# RUDI Node tools: *rudinode-read* library

This library offers tools to take advantage of the [external API](https://app.swaggerhub.com/apis/OlivierMartineau/RUDI-PRODUCER) of a RUDI Producer node (also referred as RUDI node).

File [rudi_node_reader.py](lib_rudi_meta/rudi_node_reader.py) contains a class `RudiNodeReader` that makes it easier 
to access a RUDI Producer node data.
This class fetches all the metadata once and let you access the resulting metadata.

## Initializing the `RudiNodeReader` object
This object only takes the RUDI node URL as a parameter.
You can optionaly give some identifier that will be used for every request made to the node.
> RUDI node external API does not need any identification.
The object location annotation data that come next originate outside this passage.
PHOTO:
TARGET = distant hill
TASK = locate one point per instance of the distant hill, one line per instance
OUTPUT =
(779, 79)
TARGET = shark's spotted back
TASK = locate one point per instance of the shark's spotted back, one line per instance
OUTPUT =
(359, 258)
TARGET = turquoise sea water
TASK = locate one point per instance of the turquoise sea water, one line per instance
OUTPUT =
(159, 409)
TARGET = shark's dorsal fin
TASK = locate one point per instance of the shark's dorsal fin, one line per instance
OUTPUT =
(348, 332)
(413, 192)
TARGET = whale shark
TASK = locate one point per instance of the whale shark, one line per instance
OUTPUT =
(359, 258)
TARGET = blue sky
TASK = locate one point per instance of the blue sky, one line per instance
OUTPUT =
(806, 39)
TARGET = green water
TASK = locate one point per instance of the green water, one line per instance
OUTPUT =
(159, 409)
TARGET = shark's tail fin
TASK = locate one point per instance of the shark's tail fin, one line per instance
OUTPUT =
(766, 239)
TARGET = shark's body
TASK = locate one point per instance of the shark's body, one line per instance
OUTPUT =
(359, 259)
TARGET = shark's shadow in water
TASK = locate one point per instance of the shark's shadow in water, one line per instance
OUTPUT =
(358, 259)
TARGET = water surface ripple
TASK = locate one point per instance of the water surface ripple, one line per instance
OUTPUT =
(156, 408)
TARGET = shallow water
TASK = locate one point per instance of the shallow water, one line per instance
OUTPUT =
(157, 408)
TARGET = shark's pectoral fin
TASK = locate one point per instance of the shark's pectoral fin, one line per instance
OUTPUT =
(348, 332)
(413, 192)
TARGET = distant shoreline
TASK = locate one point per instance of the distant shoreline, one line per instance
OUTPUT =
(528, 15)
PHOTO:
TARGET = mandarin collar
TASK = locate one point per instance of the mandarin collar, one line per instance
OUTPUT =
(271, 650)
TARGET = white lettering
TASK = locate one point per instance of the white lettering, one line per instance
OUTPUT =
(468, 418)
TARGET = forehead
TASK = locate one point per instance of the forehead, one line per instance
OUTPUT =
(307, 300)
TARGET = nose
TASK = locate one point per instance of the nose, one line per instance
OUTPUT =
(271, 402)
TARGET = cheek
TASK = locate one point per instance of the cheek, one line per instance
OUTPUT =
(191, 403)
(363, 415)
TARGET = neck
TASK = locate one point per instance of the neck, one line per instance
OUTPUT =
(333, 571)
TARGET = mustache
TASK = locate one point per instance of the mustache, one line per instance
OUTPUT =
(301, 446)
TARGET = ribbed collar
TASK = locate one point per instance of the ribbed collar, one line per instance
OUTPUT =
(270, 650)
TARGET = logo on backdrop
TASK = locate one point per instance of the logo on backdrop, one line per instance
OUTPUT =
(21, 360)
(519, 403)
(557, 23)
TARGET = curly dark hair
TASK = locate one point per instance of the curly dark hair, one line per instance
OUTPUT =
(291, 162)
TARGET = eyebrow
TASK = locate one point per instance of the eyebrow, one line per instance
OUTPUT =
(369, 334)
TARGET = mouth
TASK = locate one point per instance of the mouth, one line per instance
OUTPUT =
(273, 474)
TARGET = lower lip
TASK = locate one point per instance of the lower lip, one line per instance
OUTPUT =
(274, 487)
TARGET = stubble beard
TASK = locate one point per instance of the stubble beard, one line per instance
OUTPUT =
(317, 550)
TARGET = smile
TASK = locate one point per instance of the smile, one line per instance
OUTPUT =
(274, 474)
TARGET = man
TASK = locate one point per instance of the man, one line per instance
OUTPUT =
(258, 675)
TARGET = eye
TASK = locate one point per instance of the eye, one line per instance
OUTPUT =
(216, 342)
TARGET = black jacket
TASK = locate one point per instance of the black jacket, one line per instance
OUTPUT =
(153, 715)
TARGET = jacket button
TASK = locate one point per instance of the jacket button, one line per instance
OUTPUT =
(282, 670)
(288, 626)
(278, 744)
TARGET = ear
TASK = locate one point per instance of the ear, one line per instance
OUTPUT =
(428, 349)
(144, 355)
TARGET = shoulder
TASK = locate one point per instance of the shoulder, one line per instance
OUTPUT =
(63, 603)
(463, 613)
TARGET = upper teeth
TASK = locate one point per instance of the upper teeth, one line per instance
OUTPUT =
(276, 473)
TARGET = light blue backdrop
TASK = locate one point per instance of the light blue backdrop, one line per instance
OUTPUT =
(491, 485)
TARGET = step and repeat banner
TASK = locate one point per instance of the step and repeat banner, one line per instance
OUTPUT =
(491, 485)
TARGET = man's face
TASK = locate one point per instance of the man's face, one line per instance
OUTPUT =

But you can give an indication in the request header.

In [None]:
import os
import sys

print(os.getcwd())
sys.path.append('./src')



In [None]:
from rudi_node_read.rudi_node_reader import RudiNodeReader
from rudi_node_read.utils.log import log_d

rudi_node_url = 'https://bacasable.fenix.rudi-univ-rennes1.fr'
rudi_node_info = RudiNodeReader(server_url=rudi_node_url, headers_user_agent='RudiNodeGet-Example01')
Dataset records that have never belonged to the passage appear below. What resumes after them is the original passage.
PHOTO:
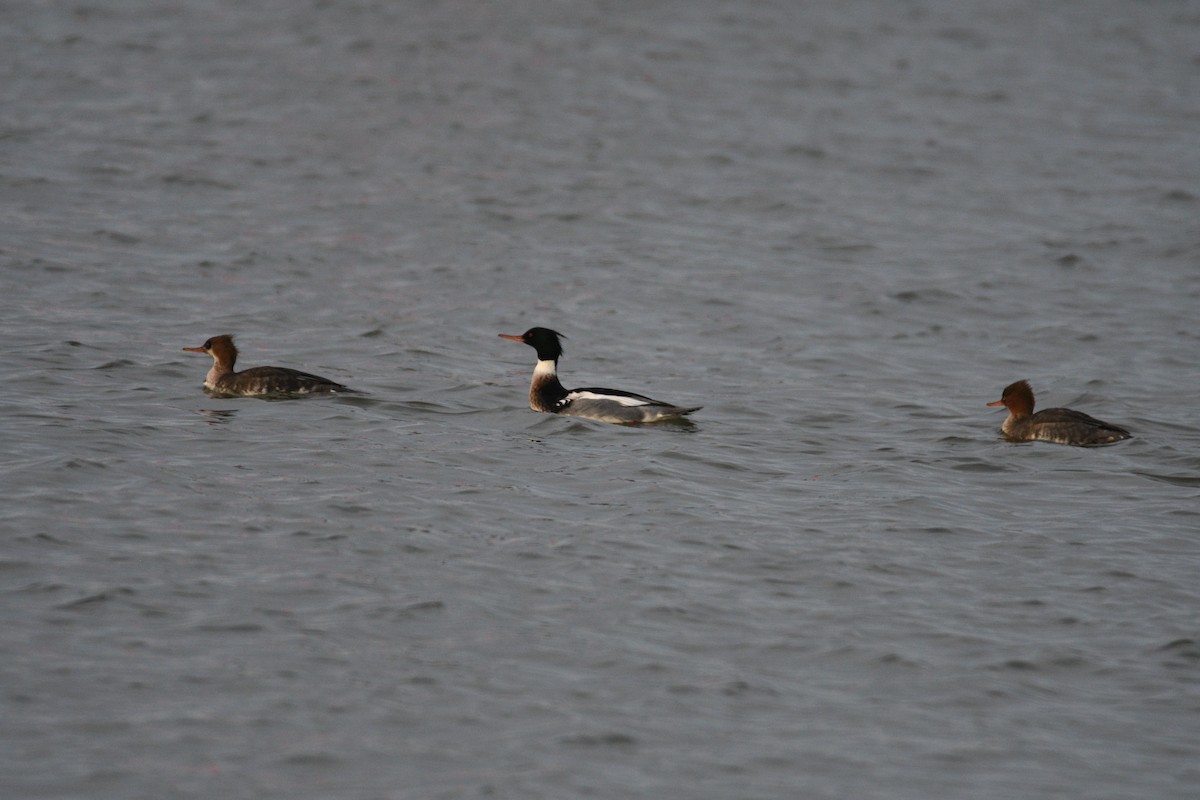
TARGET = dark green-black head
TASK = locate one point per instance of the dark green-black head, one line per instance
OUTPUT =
(543, 340)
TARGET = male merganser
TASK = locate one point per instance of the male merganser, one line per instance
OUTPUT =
(256, 380)
(1062, 426)
(605, 404)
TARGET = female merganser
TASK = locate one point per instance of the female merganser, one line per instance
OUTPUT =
(605, 404)
(256, 380)
(1062, 426)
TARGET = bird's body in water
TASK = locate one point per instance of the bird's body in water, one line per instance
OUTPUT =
(257, 382)
(546, 394)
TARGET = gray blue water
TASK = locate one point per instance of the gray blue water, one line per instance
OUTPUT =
(841, 228)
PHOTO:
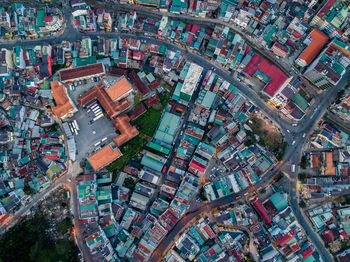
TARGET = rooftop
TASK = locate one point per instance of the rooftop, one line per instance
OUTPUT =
(64, 105)
(127, 131)
(98, 92)
(119, 90)
(80, 72)
(103, 157)
(318, 39)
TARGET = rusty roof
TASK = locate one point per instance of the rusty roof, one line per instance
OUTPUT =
(103, 157)
(318, 41)
(98, 92)
(127, 131)
(63, 103)
(82, 71)
(119, 90)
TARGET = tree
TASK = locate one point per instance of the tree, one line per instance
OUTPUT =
(302, 176)
(303, 162)
(202, 195)
(302, 204)
(129, 183)
(27, 190)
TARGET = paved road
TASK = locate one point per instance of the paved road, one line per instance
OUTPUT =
(296, 132)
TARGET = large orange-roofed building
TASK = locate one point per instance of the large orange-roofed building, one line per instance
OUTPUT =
(104, 157)
(316, 40)
(64, 106)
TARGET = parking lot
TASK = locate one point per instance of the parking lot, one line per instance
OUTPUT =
(91, 132)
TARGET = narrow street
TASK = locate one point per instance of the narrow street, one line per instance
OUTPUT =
(292, 155)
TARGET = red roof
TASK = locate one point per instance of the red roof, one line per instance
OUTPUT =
(152, 100)
(318, 40)
(277, 77)
(306, 253)
(211, 251)
(197, 166)
(138, 82)
(295, 247)
(48, 18)
(261, 210)
(326, 7)
(195, 29)
(296, 34)
(209, 232)
(83, 71)
(286, 238)
(98, 92)
(344, 235)
(328, 236)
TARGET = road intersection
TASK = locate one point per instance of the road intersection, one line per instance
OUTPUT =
(295, 138)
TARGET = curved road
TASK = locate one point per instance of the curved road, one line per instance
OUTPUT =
(296, 131)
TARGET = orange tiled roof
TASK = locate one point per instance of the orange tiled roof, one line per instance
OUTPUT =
(119, 90)
(318, 40)
(98, 92)
(103, 157)
(63, 105)
(127, 131)
(82, 71)
(330, 168)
## Access to metadata information
The `RudiNodeReader` object lets you access and take advantage of the metadata stored on the node:
- access to the full list of metadata

In [None]:
info_tag = 'RudiNode info'

log_d(info_tag, 'metadata nb', rudi_node_info.metadata_count)
log_d(info_tag, 'metadata list nb', len(rudi_node_info.metadata_list))
log_d(info_tag, 'metadata 1', rudi_node_info.metadata_list[0])

- access to the producers and contacts information

In [None]:
log_d(info_tag, 'list of producers', rudi_node_info.organization_list)
log_d(info_tag, 'producer names', rudi_node_info.organization_names)

log_d(info_tag, 'list of contacts', rudi_node_info.contact_list)
log_d(info_tag, 'contact names', rudi_node_info.contact_names)

- access to the classification tags

In [None]:
log_d(info_tag, 'themes', rudi_node_info.themes)
log_d(info_tag, 'keywords', rudi_node_info.keywords)

## Filtering the metadata
`RudiNodeReader` object offers some tools to filter the metadata with a partial JSON.
> You will need to understand how a RUDI metadata is structured to create adequate filters. See RUDI node [external API](https://app.swaggerhub.com/apis/OlivierMartineau/RUDI-PRODUCER) documentation for this.

> All the elements given in the filter are matched in the metadata that are kept in the end result of the filtering operation.

In [None]:
filter_tag = 'Filtering metadata'
example_filter = {'producer': {'organization_id': '1d6bc543-07ed-46f6-a813-958edb73d5f0', 'organization_name': 'SIB (Test)'}}
log_d(filter_tag, 'with JSON', rudi_node_info.filter_metadata(example_filter))

Some shortcuts have been implemented to make it easier to filter the metadata:

In [None]:

meta_producer = 'Univ. Rennes'
log_d(filter_tag, f"with producer name '{meta_producer}'", rudi_node_info.get_metadata_with_producer(meta_producer))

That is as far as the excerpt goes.